Guess there's no better time to touch base,
The end of 2025 likely culminated as the hardest series of events I've had to face without any support and by god did they warrant a little crash out.
The hamstring injury I left on in my logs required a 2+ month de-load and dropping anything that aggravated it.
I was finally triaged by the local major hospital for my back and got news I will be approved for spine surgery early this year.
(think I find out the date on the 16th of this month so rip gains)
My buddy and pal of 8 years that was featured in my food pictures required emergency surgery and care and ultimately passed away on super short notice leaving me heartbroken and left me in a significantly worse financial position than I've ever been.
My mind has been on this community a lot in my absence, unfortunately I become heavily debilitated by shame when there should be none.
In the time I've been gone I have only had 3 small grace periods of straying from my diet, both parents visited independently and I wanted to enjoy my time with them instead of shifting the focus to accommodating my diet and stresses and a small window over Christmas and new years when they sent us a hamper and I was grieving the loss of my best friend.
I had only just started picking up momentum in the gym again post de-load for the hamstring injury when everything happened with my dog and over that period I was unable to keep food down or attend the gym without breaking down in public.

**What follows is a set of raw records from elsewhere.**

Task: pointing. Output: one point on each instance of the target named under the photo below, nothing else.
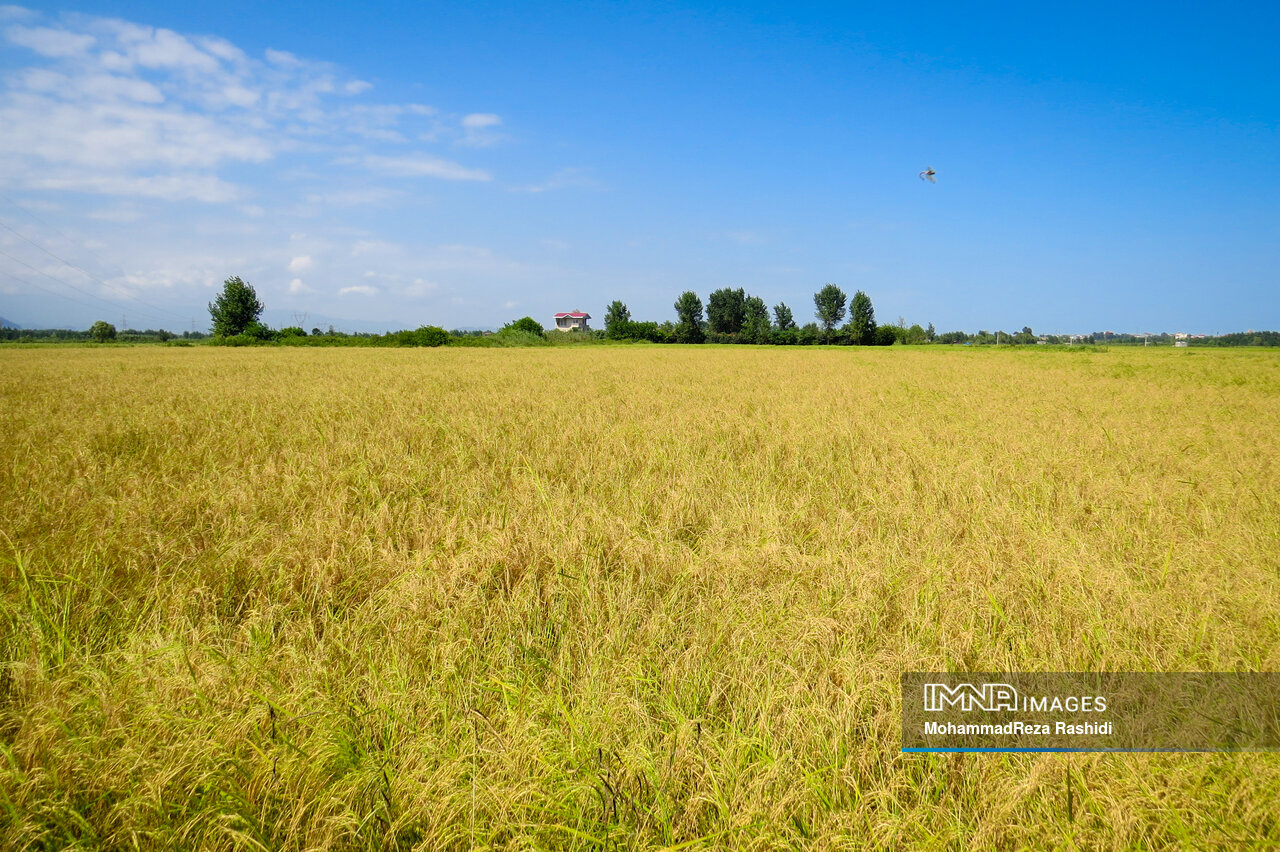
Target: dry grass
(615, 598)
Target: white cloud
(50, 42)
(423, 165)
(478, 129)
(165, 187)
(565, 179)
(480, 120)
(282, 58)
(17, 13)
(117, 108)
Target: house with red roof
(572, 321)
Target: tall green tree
(689, 310)
(726, 310)
(616, 317)
(830, 303)
(101, 331)
(755, 323)
(236, 308)
(782, 316)
(862, 320)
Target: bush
(255, 330)
(526, 324)
(430, 335)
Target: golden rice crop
(615, 596)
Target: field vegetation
(595, 598)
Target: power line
(51, 292)
(113, 305)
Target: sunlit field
(616, 596)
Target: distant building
(572, 321)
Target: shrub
(525, 324)
(430, 335)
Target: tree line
(728, 316)
(732, 316)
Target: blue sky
(396, 164)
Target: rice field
(609, 598)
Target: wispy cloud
(565, 179)
(479, 129)
(115, 108)
(421, 165)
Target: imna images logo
(967, 696)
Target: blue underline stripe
(1183, 751)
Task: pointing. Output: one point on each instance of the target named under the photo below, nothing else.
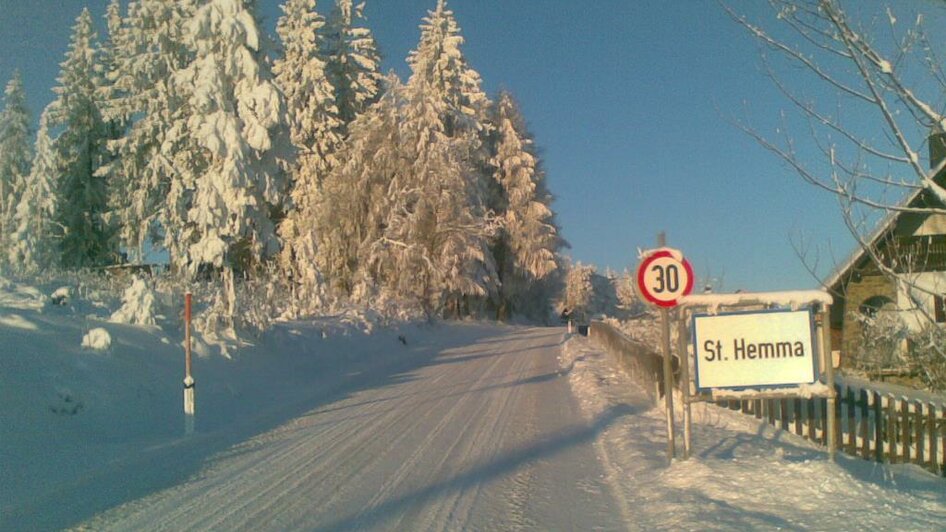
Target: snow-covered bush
(138, 305)
(97, 339)
(882, 338)
(927, 356)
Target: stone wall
(857, 293)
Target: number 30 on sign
(664, 276)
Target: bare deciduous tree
(870, 89)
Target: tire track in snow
(453, 444)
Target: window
(870, 306)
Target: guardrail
(640, 361)
(873, 421)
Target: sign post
(663, 277)
(764, 345)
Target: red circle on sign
(642, 272)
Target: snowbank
(744, 474)
(138, 304)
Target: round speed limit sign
(664, 276)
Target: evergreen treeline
(188, 130)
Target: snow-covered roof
(793, 299)
(889, 219)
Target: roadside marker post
(189, 400)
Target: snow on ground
(75, 420)
(317, 424)
(743, 474)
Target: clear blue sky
(628, 100)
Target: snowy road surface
(484, 436)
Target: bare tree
(870, 89)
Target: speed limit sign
(664, 276)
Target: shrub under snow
(97, 339)
(137, 305)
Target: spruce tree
(79, 148)
(314, 131)
(446, 93)
(433, 247)
(353, 61)
(527, 244)
(236, 121)
(151, 173)
(34, 244)
(356, 196)
(14, 156)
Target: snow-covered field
(85, 426)
(319, 425)
(743, 473)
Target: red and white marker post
(663, 277)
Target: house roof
(885, 225)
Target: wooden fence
(640, 361)
(874, 421)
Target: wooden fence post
(892, 454)
(879, 427)
(865, 426)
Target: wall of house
(859, 291)
(915, 287)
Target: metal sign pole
(189, 400)
(668, 380)
(668, 369)
(684, 359)
(829, 376)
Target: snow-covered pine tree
(579, 291)
(353, 61)
(355, 200)
(153, 172)
(34, 244)
(115, 122)
(314, 129)
(446, 98)
(237, 122)
(526, 248)
(439, 65)
(434, 248)
(14, 157)
(86, 240)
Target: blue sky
(630, 102)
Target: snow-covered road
(484, 436)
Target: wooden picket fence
(874, 421)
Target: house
(910, 244)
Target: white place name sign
(752, 349)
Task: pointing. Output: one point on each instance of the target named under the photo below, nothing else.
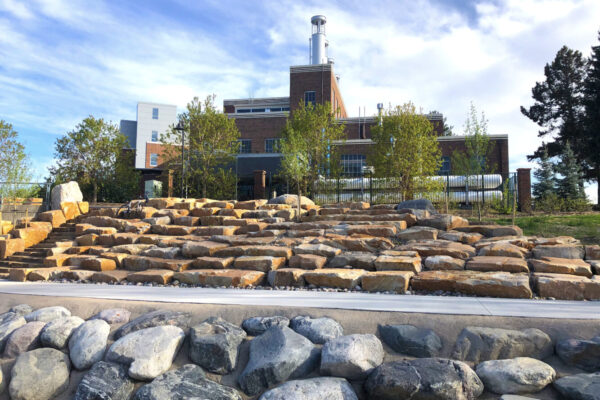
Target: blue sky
(61, 60)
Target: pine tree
(592, 120)
(570, 185)
(546, 179)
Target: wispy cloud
(64, 59)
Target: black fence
(461, 190)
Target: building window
(309, 98)
(245, 146)
(352, 164)
(272, 145)
(446, 166)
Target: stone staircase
(33, 257)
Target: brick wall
(259, 129)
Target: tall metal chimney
(318, 41)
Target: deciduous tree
(405, 147)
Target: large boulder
(277, 355)
(56, 333)
(352, 356)
(312, 389)
(105, 381)
(24, 339)
(40, 374)
(408, 339)
(88, 342)
(517, 375)
(418, 204)
(214, 345)
(187, 382)
(424, 378)
(579, 386)
(584, 354)
(292, 200)
(48, 314)
(148, 352)
(479, 344)
(258, 325)
(317, 330)
(155, 318)
(66, 192)
(9, 322)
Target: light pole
(180, 128)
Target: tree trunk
(95, 192)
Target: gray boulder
(312, 389)
(408, 339)
(584, 354)
(9, 322)
(56, 333)
(517, 375)
(23, 339)
(258, 325)
(479, 344)
(105, 381)
(317, 330)
(114, 315)
(40, 374)
(418, 204)
(187, 382)
(214, 345)
(88, 343)
(424, 378)
(21, 309)
(579, 387)
(148, 352)
(352, 357)
(155, 318)
(48, 314)
(277, 355)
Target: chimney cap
(318, 18)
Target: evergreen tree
(546, 179)
(592, 113)
(570, 184)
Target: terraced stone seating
(349, 246)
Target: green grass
(585, 227)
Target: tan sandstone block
(382, 281)
(213, 262)
(70, 209)
(287, 277)
(259, 263)
(568, 266)
(335, 277)
(500, 264)
(160, 276)
(55, 217)
(307, 261)
(495, 284)
(8, 247)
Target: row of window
(271, 109)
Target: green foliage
(406, 147)
(474, 160)
(546, 179)
(570, 185)
(310, 145)
(14, 164)
(93, 155)
(211, 144)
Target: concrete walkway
(314, 299)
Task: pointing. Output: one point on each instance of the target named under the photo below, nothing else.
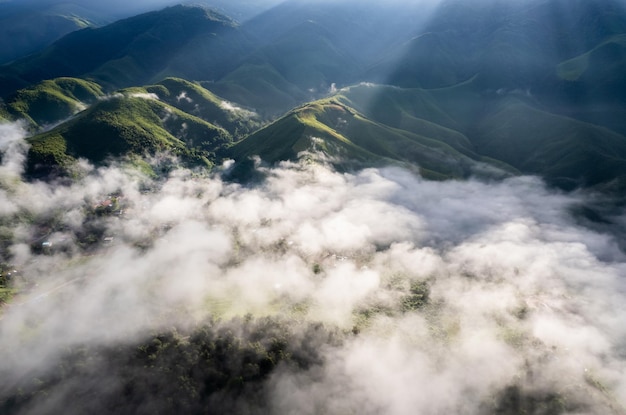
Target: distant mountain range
(455, 89)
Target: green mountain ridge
(129, 123)
(475, 85)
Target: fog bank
(444, 297)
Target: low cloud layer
(446, 296)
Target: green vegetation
(6, 289)
(129, 123)
(339, 131)
(53, 100)
(198, 101)
(418, 297)
(215, 367)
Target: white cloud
(518, 292)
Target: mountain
(53, 100)
(348, 138)
(132, 122)
(26, 28)
(134, 51)
(533, 87)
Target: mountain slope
(129, 52)
(345, 136)
(131, 122)
(53, 100)
(27, 28)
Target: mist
(396, 295)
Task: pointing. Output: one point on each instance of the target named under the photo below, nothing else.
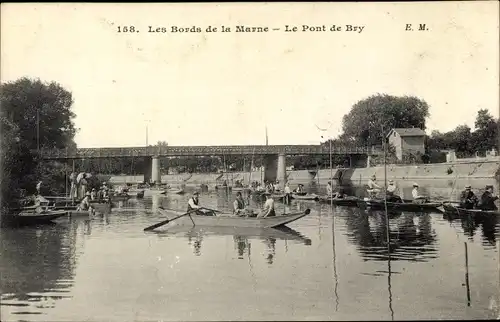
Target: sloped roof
(408, 132)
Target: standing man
(487, 201)
(467, 198)
(268, 210)
(193, 204)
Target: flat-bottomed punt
(229, 220)
(30, 217)
(449, 208)
(400, 206)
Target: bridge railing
(202, 150)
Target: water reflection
(38, 265)
(411, 235)
(241, 236)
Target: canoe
(306, 196)
(349, 201)
(176, 191)
(282, 233)
(449, 208)
(228, 220)
(30, 217)
(399, 206)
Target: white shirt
(192, 205)
(329, 190)
(414, 193)
(372, 184)
(268, 205)
(391, 188)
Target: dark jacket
(487, 201)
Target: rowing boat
(449, 208)
(31, 217)
(306, 196)
(349, 201)
(408, 207)
(282, 233)
(229, 220)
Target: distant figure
(85, 204)
(391, 192)
(373, 187)
(329, 189)
(417, 198)
(468, 199)
(73, 190)
(487, 201)
(268, 210)
(288, 193)
(39, 188)
(193, 204)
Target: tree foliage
(33, 114)
(363, 124)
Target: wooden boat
(451, 209)
(177, 191)
(349, 201)
(305, 196)
(282, 233)
(31, 217)
(400, 206)
(229, 220)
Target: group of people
(469, 200)
(239, 207)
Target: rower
(417, 198)
(468, 199)
(85, 204)
(373, 187)
(329, 189)
(487, 201)
(193, 204)
(288, 193)
(268, 210)
(391, 192)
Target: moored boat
(306, 196)
(31, 217)
(401, 206)
(449, 208)
(349, 201)
(229, 220)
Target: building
(406, 141)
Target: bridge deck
(170, 151)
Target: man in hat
(467, 198)
(85, 204)
(193, 204)
(391, 192)
(487, 201)
(268, 209)
(417, 198)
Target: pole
(38, 130)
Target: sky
(224, 88)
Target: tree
(27, 103)
(363, 124)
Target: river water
(334, 264)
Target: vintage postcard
(250, 161)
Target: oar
(168, 220)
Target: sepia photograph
(250, 161)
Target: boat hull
(348, 201)
(226, 220)
(28, 218)
(397, 206)
(448, 208)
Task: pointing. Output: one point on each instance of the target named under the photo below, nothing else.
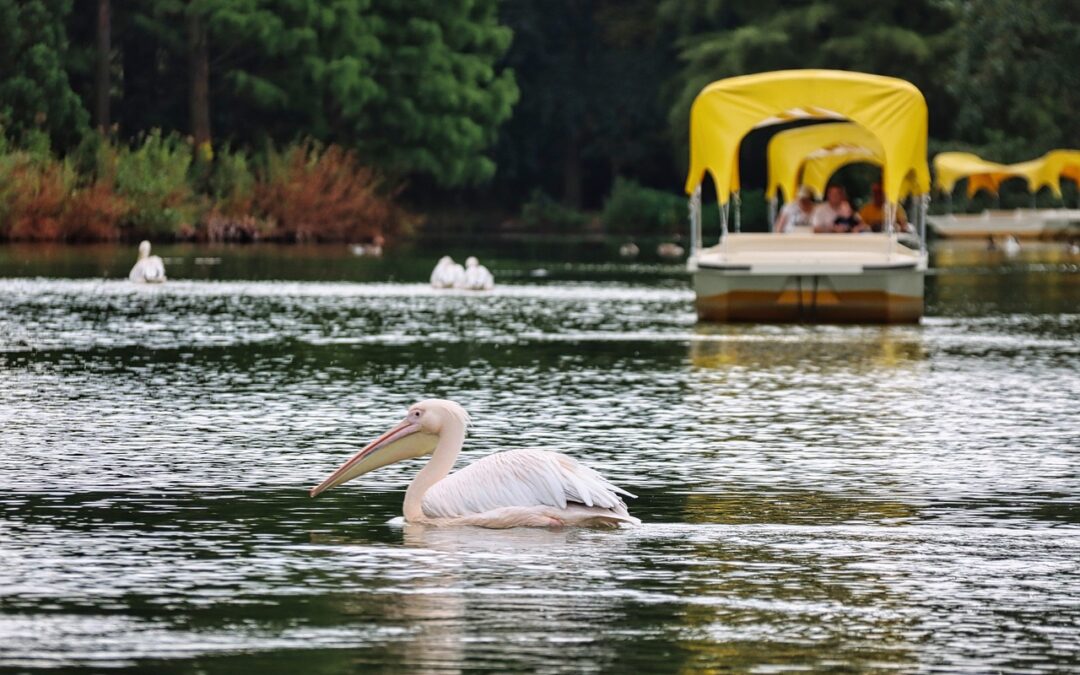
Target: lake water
(855, 498)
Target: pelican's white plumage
(513, 488)
(525, 477)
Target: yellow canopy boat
(1044, 172)
(837, 278)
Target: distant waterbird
(512, 488)
(476, 277)
(148, 269)
(629, 251)
(670, 251)
(447, 273)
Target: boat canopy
(1057, 164)
(949, 167)
(817, 152)
(1044, 172)
(893, 111)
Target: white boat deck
(809, 254)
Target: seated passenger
(795, 216)
(835, 214)
(873, 213)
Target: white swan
(447, 273)
(476, 277)
(148, 269)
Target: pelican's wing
(521, 478)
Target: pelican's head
(414, 436)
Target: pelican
(476, 277)
(513, 488)
(447, 273)
(148, 269)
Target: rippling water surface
(854, 498)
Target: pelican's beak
(405, 441)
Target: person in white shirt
(835, 214)
(148, 269)
(476, 277)
(795, 216)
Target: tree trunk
(199, 63)
(572, 172)
(102, 83)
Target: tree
(1017, 77)
(592, 76)
(103, 65)
(35, 91)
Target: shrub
(543, 213)
(93, 213)
(315, 193)
(635, 210)
(152, 177)
(34, 197)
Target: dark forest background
(354, 119)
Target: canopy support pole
(724, 221)
(694, 208)
(738, 210)
(890, 221)
(923, 211)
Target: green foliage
(543, 214)
(152, 177)
(35, 92)
(593, 77)
(633, 210)
(1017, 77)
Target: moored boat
(868, 278)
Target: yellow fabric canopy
(1044, 172)
(1055, 165)
(818, 152)
(892, 110)
(950, 167)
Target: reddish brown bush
(93, 214)
(310, 193)
(36, 196)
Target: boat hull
(888, 298)
(818, 278)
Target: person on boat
(873, 212)
(476, 277)
(447, 273)
(835, 214)
(148, 269)
(796, 215)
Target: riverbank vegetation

I have since established enough emotional stability to start going more frequently again and picking up closer to the weights I left on.
I think the lowest I've weighed in over this time was a crisp 94 (I think my log starts at 98 or 96?) but I haven't been strict enough with my fasted cardio post holiday season bloat to get a current accurate baseline.
only other relevant note is moved up to 1mg/week reta but considering a small bump again because it doesn't feel as potent currently but maybe the urge to eat my feelings can overpower some silly hormones as it's irrational anyway.
now mopey things aside,
Absolute foul work by the both of you progress wise,
Absolutely crazy physique and deserved promotion for
@Allupfromhere huge congrats

and actually insane to see how far you've come
@vanlife_gymbum since I've been lurking, that consistency has payed off in spades.
I think I am at a point where I might not be as consistent as I was early on in the log and still require a monumental amount of grounding and free headspace to be able to lock in everything again but it would be cathartic to at least log what I do manage to eat or get done even if I'm not currently in a position to action all the advice/feedback I'll be getting.